What day is it?
Last week, I posted my first ‘weekly’ version of this series. I realized that I was repeating myself too often and felt that it was time to move to a less frequent approach to the chronicle of my quarantine experiences. Today focuses on Sparkling Isolation Days 144 – 150.
This week was not the first time that I had several moments where I quite honestly could not remember the day of the week, and absolutely had no clue what day of the month it was. The days are starting to blur together again worse than they did early on when all of this was “new” and we did not think it would last this long.
Monday we had an unusual and violent line of thunderstorms blow through northern Illinois. I have lived in my apartment here for nearly 13 years and I can count on one hand the number of times our electricity has gone out for more than a few minutes at a time. Monday was one of those times. The tornado sirens went off and my phone starting blowing up with warnings. I gathered my wallet, passport, and car keys and headed down to the basement just as the electricity went out.
The storms passed fairly quickly with no damage to my apartment building, but we did lose electricity. The ComEd app was no help. All it told me was that my power was out. Duh. I worried about the food in my refrigerator and freezer, but realized that there was little in the refrigerator, and the freezer would likely be fine for at least 24 hours before things started to thaw.
Skipping ahead, the electricity did come on almost precisely 24 hours after it went out. The intervening time was stressful for a number of reasons. First, the app finally said that they expected restoration of power on Saturday – four full days later. Second, I realized in the morning that my only digital connection to the outside world was my phone, and it was down to 12% power. The only way I had to charge it was in my car.
My first thought was, “Oh, crap! I am cut off. I have no internet, soon will have no phone, and I have no easy way to charge the phone back up.” After a few minutes of panic I had a total reversal of energy. I though to myself, “Hooray! I have the best of all excuses to be unreachable right now. That means nobody from my job can bother me and I don’t have to deal with all the stupid, stressful crap going on there right now.”

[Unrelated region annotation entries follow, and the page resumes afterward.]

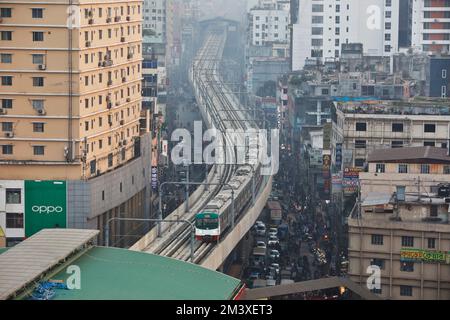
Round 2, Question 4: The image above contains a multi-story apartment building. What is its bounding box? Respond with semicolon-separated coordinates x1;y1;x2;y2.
411;0;450;53
292;0;399;71
248;1;290;46
348;147;450;300
0;0;150;248
331;98;450;171
143;0;174;64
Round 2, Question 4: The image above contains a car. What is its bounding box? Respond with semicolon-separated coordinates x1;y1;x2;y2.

After power restoration, I found myself pondering my reactions. I fully realize that I am lucky to have a job that continues to pay me a full salary with excellent benefits, even while working from home and having no performances at my theater until January. I get that. Still, there are elements of the job that are metaphorically draining my spirit dry – rather like energetic vampirism.

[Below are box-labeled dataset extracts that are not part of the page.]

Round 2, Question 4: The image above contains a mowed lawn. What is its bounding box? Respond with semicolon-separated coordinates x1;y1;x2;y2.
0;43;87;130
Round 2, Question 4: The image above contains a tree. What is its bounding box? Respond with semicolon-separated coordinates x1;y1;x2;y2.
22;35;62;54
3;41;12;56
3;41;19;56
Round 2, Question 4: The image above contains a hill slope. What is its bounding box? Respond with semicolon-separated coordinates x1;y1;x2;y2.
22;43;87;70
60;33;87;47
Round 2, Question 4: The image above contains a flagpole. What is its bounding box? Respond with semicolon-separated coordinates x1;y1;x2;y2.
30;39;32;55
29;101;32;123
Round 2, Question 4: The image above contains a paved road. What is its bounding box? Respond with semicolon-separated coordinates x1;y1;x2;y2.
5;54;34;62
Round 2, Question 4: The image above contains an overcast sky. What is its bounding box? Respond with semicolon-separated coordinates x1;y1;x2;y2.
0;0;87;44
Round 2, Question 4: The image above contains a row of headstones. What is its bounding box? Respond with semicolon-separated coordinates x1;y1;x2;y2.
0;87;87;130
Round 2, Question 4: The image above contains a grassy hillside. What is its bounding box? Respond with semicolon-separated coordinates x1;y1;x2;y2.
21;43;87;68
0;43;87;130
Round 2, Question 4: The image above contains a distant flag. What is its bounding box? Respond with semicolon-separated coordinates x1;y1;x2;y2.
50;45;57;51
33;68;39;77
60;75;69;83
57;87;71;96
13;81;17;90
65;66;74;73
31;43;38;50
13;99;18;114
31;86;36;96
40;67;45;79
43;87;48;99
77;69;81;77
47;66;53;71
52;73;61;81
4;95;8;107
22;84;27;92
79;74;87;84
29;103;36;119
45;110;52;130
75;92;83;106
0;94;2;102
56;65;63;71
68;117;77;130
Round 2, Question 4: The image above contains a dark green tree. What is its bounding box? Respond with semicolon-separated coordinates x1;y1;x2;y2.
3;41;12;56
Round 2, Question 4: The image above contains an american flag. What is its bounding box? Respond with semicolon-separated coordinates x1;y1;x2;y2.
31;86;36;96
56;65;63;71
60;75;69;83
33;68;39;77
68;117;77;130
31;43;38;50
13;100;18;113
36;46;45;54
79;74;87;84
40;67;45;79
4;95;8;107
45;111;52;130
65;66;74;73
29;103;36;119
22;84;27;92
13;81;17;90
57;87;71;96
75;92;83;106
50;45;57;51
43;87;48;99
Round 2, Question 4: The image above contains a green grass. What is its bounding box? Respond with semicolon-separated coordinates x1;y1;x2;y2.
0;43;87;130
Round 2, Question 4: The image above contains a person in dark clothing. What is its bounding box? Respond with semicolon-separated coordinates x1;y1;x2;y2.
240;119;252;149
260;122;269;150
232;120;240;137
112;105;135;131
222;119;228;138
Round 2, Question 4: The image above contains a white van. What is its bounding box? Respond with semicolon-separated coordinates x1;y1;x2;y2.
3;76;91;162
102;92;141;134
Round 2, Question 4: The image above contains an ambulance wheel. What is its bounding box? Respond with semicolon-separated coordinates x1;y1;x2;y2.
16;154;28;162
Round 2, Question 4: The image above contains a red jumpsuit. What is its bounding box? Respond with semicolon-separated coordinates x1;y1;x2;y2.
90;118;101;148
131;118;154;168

The big takeaway for me this week was the fact that I actually felt guilty for being cut off from communication, even when it was not my fault and I had no way to fix it. Those thoughts make me angry. It reminds me that I have given too much of my personal power away to other people – many of whom couldn’t care less about me personally.

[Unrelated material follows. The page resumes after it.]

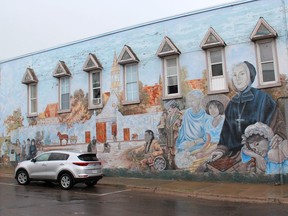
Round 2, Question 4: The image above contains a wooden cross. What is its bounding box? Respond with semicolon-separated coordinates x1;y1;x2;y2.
235;114;245;132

This quarantine has truly forced me to go inward and to do some serious soul-searching. I don’t know what the solution is. At the moment I feel trapped at the mercy of others, but my quest now is to find a way out of this maze.
Quarantine has ups and downs and today I am struggling to focus on ‘up’ not just in my current circumstances, but ‘up’ and ‘away’ as soon as can find a way out.
It’s only Quarantine if it comes from the Quarante province of France. Otherwise, it’s just Sparkling Isolation.